原因を何となく分かっている七海は特に言うことなく聞いていた。
「何だと!!」
侮辱されたベートは二人を睨み今にも攻撃しようとしていた。
だが、二人は関係無く煽り続ける。
「弱いから弱いって言っただけだよ。聞こえなかった?その耳は飾り?」
「それとも理解能力が死んでいるのかな?」
「ぶっ殺す!!」
ベートは殴りかかろうとするが前に出た五条に拳は届かない。
無下限呪術により、ベートの拳は止まる。
そして、夏油はベートを蹴り飛ばす。
「ガハッ!!……………ゲホッ……ゲホッ……」
「かなり手加減したとはいえ、まだ意識があるのか。でも、分かっただろう?君は所詮その程度」
膝をついているベートを見下ろす夏油。
ロキ・ファミリアの団員たちは止めたいが圧倒的実力差にビビって動けない。
幹部たちですら見ているだけしか出来ないでいた。
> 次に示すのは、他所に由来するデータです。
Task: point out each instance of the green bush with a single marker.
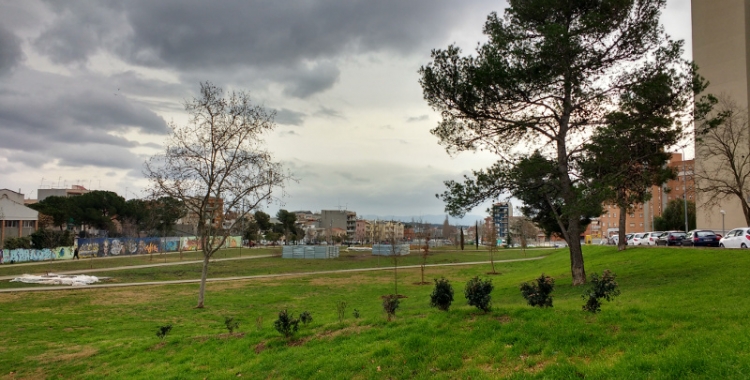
(390, 305)
(163, 331)
(286, 325)
(341, 310)
(478, 293)
(538, 293)
(600, 287)
(442, 295)
(305, 317)
(231, 324)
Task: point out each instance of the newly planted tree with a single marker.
(550, 74)
(216, 163)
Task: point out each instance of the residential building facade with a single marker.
(16, 220)
(721, 49)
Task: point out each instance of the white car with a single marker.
(736, 238)
(651, 238)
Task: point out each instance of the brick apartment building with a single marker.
(641, 218)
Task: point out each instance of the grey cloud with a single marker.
(417, 118)
(328, 112)
(100, 156)
(10, 50)
(306, 39)
(51, 118)
(310, 81)
(352, 178)
(288, 117)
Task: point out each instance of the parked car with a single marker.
(638, 239)
(671, 238)
(701, 238)
(652, 237)
(736, 238)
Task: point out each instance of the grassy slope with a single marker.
(682, 314)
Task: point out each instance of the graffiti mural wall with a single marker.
(101, 247)
(8, 256)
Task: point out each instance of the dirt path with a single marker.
(339, 271)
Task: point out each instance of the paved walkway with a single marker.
(339, 271)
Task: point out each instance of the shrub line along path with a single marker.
(237, 278)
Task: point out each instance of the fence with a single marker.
(389, 250)
(309, 252)
(101, 247)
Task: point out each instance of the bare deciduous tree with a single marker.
(725, 151)
(217, 162)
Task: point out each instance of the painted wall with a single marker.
(100, 247)
(8, 256)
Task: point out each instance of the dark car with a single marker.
(671, 238)
(701, 238)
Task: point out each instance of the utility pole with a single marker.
(684, 190)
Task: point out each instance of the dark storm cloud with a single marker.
(288, 117)
(417, 118)
(10, 50)
(301, 39)
(51, 117)
(329, 112)
(305, 82)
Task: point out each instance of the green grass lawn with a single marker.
(682, 314)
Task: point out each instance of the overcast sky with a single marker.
(87, 88)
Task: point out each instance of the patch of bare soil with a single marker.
(66, 353)
(297, 342)
(397, 295)
(349, 280)
(504, 319)
(37, 374)
(345, 331)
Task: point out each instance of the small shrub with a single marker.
(539, 292)
(341, 310)
(442, 295)
(286, 325)
(478, 293)
(600, 287)
(163, 331)
(390, 305)
(231, 324)
(305, 317)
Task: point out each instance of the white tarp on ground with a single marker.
(57, 279)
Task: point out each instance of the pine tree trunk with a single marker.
(621, 241)
(576, 253)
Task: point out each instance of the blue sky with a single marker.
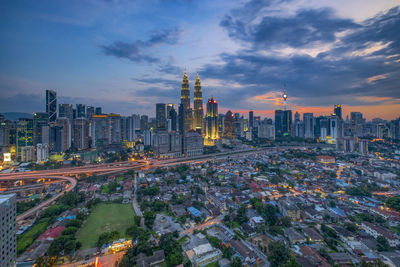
(128, 55)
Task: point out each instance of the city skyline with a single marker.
(341, 60)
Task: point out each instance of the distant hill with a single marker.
(14, 116)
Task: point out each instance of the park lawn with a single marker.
(105, 217)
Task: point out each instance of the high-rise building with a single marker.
(89, 111)
(80, 111)
(287, 122)
(198, 106)
(144, 123)
(98, 111)
(251, 119)
(66, 111)
(51, 105)
(229, 125)
(40, 123)
(161, 117)
(66, 134)
(279, 123)
(337, 110)
(185, 101)
(80, 134)
(357, 123)
(8, 237)
(308, 119)
(211, 122)
(173, 116)
(24, 134)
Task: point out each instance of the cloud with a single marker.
(135, 51)
(323, 59)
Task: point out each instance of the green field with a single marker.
(105, 218)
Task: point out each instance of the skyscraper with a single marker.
(338, 111)
(198, 106)
(65, 111)
(51, 105)
(161, 116)
(211, 122)
(308, 119)
(80, 111)
(8, 239)
(89, 111)
(251, 119)
(185, 101)
(229, 125)
(278, 122)
(287, 122)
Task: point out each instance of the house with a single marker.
(157, 259)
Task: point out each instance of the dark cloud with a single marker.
(343, 73)
(136, 51)
(128, 51)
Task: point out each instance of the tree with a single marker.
(383, 244)
(278, 253)
(236, 262)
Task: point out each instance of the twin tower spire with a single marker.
(193, 118)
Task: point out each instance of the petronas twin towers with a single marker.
(193, 118)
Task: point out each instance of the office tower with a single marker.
(185, 101)
(278, 122)
(98, 111)
(160, 117)
(334, 127)
(80, 111)
(337, 110)
(114, 128)
(198, 106)
(357, 123)
(51, 105)
(66, 135)
(24, 135)
(308, 119)
(229, 125)
(287, 122)
(80, 134)
(144, 123)
(211, 122)
(89, 111)
(8, 237)
(42, 152)
(40, 120)
(66, 111)
(173, 116)
(251, 119)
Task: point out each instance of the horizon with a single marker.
(244, 52)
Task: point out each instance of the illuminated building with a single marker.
(65, 111)
(80, 134)
(89, 111)
(80, 111)
(229, 126)
(338, 111)
(185, 101)
(278, 122)
(24, 134)
(40, 128)
(51, 105)
(198, 106)
(8, 238)
(308, 119)
(211, 122)
(251, 119)
(161, 117)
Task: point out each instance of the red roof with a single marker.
(52, 233)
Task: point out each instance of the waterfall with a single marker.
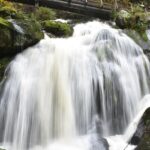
(69, 93)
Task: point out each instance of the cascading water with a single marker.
(67, 93)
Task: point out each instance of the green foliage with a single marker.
(57, 28)
(43, 13)
(4, 22)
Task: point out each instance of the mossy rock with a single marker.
(12, 41)
(3, 64)
(43, 13)
(58, 29)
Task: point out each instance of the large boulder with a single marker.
(15, 35)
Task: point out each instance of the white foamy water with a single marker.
(69, 93)
(148, 34)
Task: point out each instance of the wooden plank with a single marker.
(76, 6)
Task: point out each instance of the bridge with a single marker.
(85, 7)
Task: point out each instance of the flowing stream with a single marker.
(71, 93)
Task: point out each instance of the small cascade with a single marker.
(71, 93)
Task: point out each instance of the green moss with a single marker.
(42, 13)
(57, 28)
(3, 64)
(5, 23)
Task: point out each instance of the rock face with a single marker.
(16, 35)
(141, 138)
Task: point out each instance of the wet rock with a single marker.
(18, 35)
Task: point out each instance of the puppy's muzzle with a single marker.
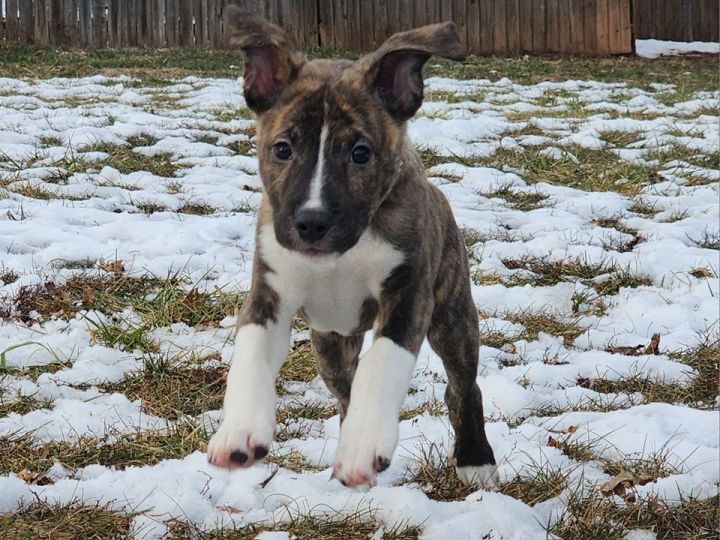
(313, 224)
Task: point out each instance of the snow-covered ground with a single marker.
(97, 212)
(652, 48)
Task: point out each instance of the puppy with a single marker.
(350, 236)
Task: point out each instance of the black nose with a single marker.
(312, 225)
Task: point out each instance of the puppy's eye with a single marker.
(282, 151)
(360, 154)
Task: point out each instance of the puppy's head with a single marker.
(329, 133)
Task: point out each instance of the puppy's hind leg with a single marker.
(337, 358)
(454, 336)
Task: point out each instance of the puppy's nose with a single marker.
(313, 225)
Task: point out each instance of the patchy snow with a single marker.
(652, 48)
(98, 211)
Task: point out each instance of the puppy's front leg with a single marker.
(369, 434)
(248, 422)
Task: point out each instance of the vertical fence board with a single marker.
(12, 25)
(325, 28)
(601, 27)
(539, 26)
(27, 21)
(473, 26)
(460, 17)
(513, 26)
(484, 26)
(500, 27)
(526, 25)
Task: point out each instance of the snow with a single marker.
(652, 48)
(528, 376)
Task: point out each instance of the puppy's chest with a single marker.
(334, 294)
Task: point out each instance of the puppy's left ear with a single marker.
(394, 71)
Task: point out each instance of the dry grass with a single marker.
(126, 160)
(435, 475)
(315, 524)
(524, 201)
(173, 389)
(594, 517)
(21, 453)
(65, 522)
(700, 393)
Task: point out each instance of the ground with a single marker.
(587, 192)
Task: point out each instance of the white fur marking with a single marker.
(370, 429)
(316, 183)
(330, 288)
(249, 404)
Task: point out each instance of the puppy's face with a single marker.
(330, 133)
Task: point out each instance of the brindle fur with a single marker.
(429, 293)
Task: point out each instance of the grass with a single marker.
(126, 160)
(517, 199)
(604, 276)
(701, 392)
(119, 450)
(174, 389)
(577, 167)
(64, 522)
(594, 517)
(321, 523)
(435, 475)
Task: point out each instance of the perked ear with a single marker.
(395, 69)
(270, 61)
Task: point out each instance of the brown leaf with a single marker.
(112, 267)
(654, 345)
(618, 485)
(38, 479)
(628, 351)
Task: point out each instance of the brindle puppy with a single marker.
(352, 236)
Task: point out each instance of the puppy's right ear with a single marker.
(270, 61)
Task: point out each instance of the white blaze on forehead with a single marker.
(316, 183)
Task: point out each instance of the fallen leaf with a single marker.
(654, 345)
(35, 478)
(618, 485)
(112, 267)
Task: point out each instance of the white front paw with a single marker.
(365, 449)
(233, 446)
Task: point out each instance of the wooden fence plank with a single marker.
(171, 23)
(500, 27)
(460, 18)
(185, 28)
(473, 27)
(513, 26)
(41, 33)
(539, 26)
(601, 27)
(27, 21)
(12, 24)
(487, 27)
(325, 22)
(526, 25)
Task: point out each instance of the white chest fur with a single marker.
(330, 289)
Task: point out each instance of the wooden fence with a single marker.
(485, 26)
(677, 20)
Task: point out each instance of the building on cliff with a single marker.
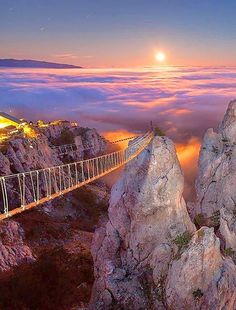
(7, 120)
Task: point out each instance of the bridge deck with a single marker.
(23, 191)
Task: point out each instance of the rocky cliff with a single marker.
(21, 154)
(150, 255)
(147, 213)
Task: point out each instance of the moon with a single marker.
(160, 57)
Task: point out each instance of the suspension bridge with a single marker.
(23, 191)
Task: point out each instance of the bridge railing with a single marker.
(22, 191)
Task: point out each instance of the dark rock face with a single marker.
(54, 238)
(217, 177)
(13, 250)
(149, 255)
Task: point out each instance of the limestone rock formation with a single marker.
(22, 154)
(201, 278)
(217, 176)
(146, 213)
(13, 251)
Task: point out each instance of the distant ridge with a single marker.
(28, 63)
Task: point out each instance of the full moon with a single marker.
(160, 56)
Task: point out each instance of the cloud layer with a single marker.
(183, 101)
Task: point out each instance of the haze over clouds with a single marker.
(183, 101)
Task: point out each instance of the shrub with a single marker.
(200, 233)
(215, 218)
(229, 252)
(197, 294)
(183, 240)
(215, 150)
(199, 219)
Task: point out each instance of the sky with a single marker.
(119, 33)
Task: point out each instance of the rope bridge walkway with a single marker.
(66, 149)
(23, 191)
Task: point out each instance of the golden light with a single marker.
(160, 56)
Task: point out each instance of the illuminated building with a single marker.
(7, 120)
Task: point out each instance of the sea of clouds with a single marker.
(183, 101)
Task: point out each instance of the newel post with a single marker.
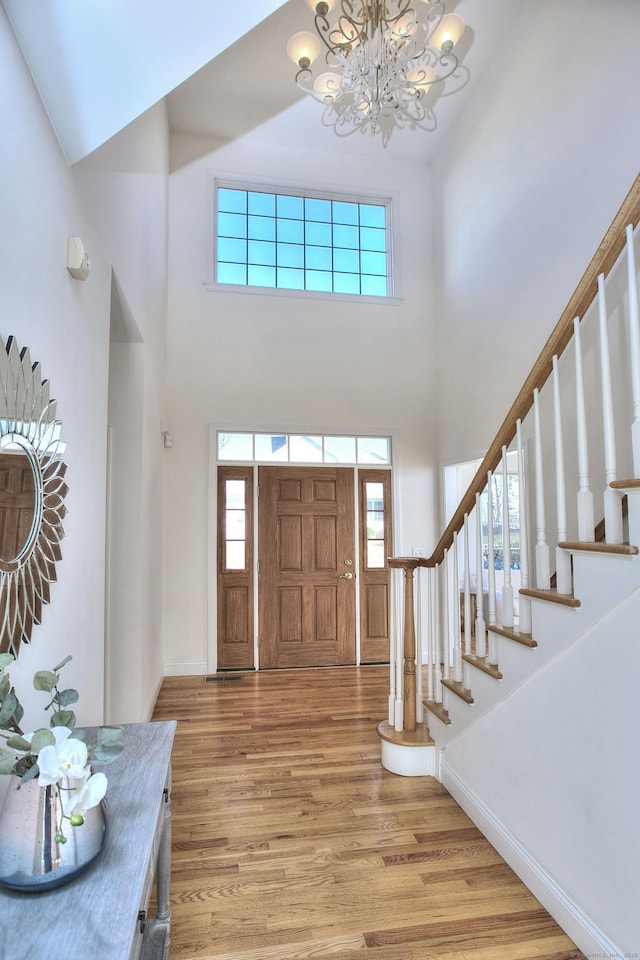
(408, 564)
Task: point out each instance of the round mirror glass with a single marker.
(19, 495)
(32, 492)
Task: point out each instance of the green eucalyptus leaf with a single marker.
(42, 738)
(8, 708)
(110, 736)
(102, 754)
(18, 743)
(45, 680)
(62, 663)
(30, 774)
(67, 697)
(7, 761)
(63, 718)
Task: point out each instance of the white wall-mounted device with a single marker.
(78, 262)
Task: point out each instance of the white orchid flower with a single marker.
(78, 801)
(66, 758)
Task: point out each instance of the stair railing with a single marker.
(451, 645)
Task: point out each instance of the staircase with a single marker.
(515, 649)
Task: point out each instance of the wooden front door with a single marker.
(307, 577)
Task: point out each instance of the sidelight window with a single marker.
(235, 524)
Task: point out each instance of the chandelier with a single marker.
(380, 59)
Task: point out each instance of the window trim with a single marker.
(260, 184)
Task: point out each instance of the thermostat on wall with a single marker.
(78, 262)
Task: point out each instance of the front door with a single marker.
(307, 577)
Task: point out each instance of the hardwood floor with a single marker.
(291, 841)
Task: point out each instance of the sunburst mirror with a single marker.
(32, 492)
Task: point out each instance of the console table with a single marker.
(103, 912)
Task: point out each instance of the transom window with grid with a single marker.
(287, 242)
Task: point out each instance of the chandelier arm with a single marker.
(384, 62)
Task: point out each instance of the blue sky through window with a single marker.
(275, 240)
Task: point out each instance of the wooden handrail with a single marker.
(605, 257)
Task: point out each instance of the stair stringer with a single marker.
(601, 582)
(551, 776)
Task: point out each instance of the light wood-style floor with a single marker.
(291, 841)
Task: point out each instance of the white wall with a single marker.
(552, 774)
(243, 359)
(124, 189)
(114, 203)
(525, 188)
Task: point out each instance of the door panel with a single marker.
(306, 536)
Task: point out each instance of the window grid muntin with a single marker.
(243, 446)
(235, 524)
(375, 553)
(317, 218)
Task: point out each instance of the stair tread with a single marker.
(483, 664)
(524, 638)
(459, 689)
(438, 710)
(565, 599)
(420, 737)
(623, 549)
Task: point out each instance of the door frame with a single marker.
(212, 525)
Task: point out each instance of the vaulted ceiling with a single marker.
(222, 68)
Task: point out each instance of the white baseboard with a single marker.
(576, 924)
(189, 668)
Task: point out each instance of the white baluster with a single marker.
(419, 654)
(507, 588)
(481, 627)
(431, 636)
(467, 588)
(586, 522)
(446, 632)
(543, 565)
(612, 499)
(524, 624)
(634, 345)
(395, 613)
(493, 642)
(439, 632)
(398, 721)
(563, 558)
(456, 636)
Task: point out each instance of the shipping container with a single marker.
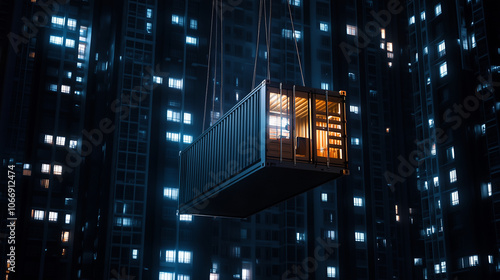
(277, 142)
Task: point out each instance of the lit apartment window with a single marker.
(56, 40)
(83, 33)
(354, 109)
(166, 276)
(437, 269)
(157, 80)
(171, 193)
(60, 141)
(359, 236)
(45, 168)
(191, 40)
(351, 30)
(53, 216)
(65, 236)
(57, 169)
(389, 46)
(437, 9)
(330, 234)
(331, 272)
(65, 89)
(245, 274)
(450, 153)
(44, 183)
(287, 33)
(474, 260)
(193, 24)
(177, 20)
(172, 136)
(454, 198)
(185, 218)
(453, 176)
(300, 236)
(441, 48)
(81, 50)
(436, 181)
(70, 43)
(173, 116)
(48, 139)
(411, 20)
(358, 201)
(187, 118)
(72, 24)
(175, 83)
(324, 197)
(443, 70)
(37, 214)
(185, 257)
(323, 26)
(187, 139)
(57, 21)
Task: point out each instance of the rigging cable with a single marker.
(212, 114)
(257, 46)
(221, 63)
(296, 46)
(208, 66)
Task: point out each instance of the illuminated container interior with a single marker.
(278, 142)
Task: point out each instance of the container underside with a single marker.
(259, 190)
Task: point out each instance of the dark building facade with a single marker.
(454, 58)
(98, 99)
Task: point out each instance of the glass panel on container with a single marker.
(302, 124)
(321, 149)
(279, 110)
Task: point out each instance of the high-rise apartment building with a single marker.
(99, 99)
(454, 66)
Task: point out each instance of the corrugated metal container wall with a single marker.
(223, 151)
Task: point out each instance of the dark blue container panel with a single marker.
(230, 149)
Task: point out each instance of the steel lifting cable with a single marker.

そんな中、口を開いたのは七海だ。
「そのあたりで良いのでは無いですか?」
「この犬を庇うのかい?」
「確かに我々が招いた不祥事にも関わらず、それを笑い話にしていたのは恥も良いところです」
七海の言葉にベートの話を聞いて笑っていた多くの団員たちはバツが悪そうにしている。
「だから、お二人が煽った時も仕方ない事だと思い、見逃しました。しかし、ベート君も懲りた事ですし、この辺で良いと判断しました」
「大人な対応だな。……七海、俺たちは別にこいつ等を殺すつもりはねぇーよ。少し懲らしめただけだ」
「だね。何よりも七海と灰原が世話になってるファミリアを潰すことはない」
「「たぶん」」
口を揃えて言う二人。
もしかしたら、二人は本当に潰すことがあるのかもしれないと思っている七海。
「んじゃあ、俺たち帰るわ」
何事も無かったように五条と夏油は宿屋へと帰る。残されたロキ・ファミリアはお通夜状態だったとか。